C’est une note, une note sonore graphique, qui est écrite sur la cimaise.
A un instant t, a surgi cette trace éternelle et devenue intemporelle, qui va surgir à chaque fois que mon œil va se poser dessus, à chaque fois que mon œil va la parcourir : elle jaillit et agit comme originelle.
Une renaissance permanente.
Clignons, clignez des yeux : cette trace apparaît/disparaît apparaît/disparaît apparaît/disparaît…
J’y découvre mon identité,
C’est un clin d’œil, à chaque fois que je m’accorde la quintessence, la pleine conscience d’exister, cette trace m’incarne en miroir d’image de trace humaine à laquelle elle me renvoie. Cette trace que je vois c’est la mienne !! Je vois la trace de mon existence vitale primitive, j’y trouve mes entrailles, mes racines vitales.
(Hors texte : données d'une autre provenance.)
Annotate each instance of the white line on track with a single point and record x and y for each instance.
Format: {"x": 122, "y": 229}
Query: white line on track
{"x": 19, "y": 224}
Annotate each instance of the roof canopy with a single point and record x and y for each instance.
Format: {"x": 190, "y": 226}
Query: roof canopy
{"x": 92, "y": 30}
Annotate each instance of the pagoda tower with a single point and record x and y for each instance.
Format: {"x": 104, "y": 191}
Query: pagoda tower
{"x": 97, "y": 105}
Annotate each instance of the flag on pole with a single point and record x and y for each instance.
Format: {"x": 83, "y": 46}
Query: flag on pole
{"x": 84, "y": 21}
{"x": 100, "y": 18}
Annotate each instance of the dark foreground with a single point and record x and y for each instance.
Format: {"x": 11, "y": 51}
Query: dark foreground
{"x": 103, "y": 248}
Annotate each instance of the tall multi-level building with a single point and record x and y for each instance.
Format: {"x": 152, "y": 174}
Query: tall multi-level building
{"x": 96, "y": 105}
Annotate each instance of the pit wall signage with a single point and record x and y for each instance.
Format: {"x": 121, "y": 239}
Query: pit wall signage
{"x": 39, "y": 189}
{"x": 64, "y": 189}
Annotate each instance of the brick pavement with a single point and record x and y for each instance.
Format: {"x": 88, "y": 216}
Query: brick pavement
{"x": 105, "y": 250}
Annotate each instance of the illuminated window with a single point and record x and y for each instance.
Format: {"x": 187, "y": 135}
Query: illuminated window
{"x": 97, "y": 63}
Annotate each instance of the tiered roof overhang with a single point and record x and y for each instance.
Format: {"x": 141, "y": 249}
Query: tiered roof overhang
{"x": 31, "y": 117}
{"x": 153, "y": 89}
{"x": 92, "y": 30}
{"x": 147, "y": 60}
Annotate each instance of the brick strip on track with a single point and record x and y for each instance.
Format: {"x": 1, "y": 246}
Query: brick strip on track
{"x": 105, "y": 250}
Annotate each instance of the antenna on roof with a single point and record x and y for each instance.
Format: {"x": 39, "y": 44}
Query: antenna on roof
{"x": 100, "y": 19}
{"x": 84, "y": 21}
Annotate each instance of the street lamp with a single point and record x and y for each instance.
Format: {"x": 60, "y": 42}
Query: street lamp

Une renaissance enivrante.
Voilà à quoi me confronte, m’initie le travail artistique de Elisabeth Leverrier.
Une sorte de genèse autorisée et c’est bon de définir la vie juste par une trace dans l’espace infini dans lequel je m’ incarne les pieds sur terre, la tête dans le cosmos, sans savoir, en l’ayant oublié dès la naissance, que je ne suis qu’une trace d’humanité !!
Merci Elisabeth Leverrier de m’avoir fait prendre conscience de cela.
Renaissance, Incarnation sublimée, Je m’enrobe joyeusement de ce manteau artistique de maternité sociétale. Ainsi je me dérobe à l’impasse de l’absence à moi et m’écarte du traditionnel.
Merci pour ce voyage éternel car cette trace s’est imprimée en moi pour toujours !!
Sujet-verbe-complément : je dirai alors qu’il y a là de l’énergie vitale à ressentir d’ une magicienne dompteuse de traces humaines vivantes qui pourrait bien être une de ces femmes-flammes-veilleuses de l’humanité.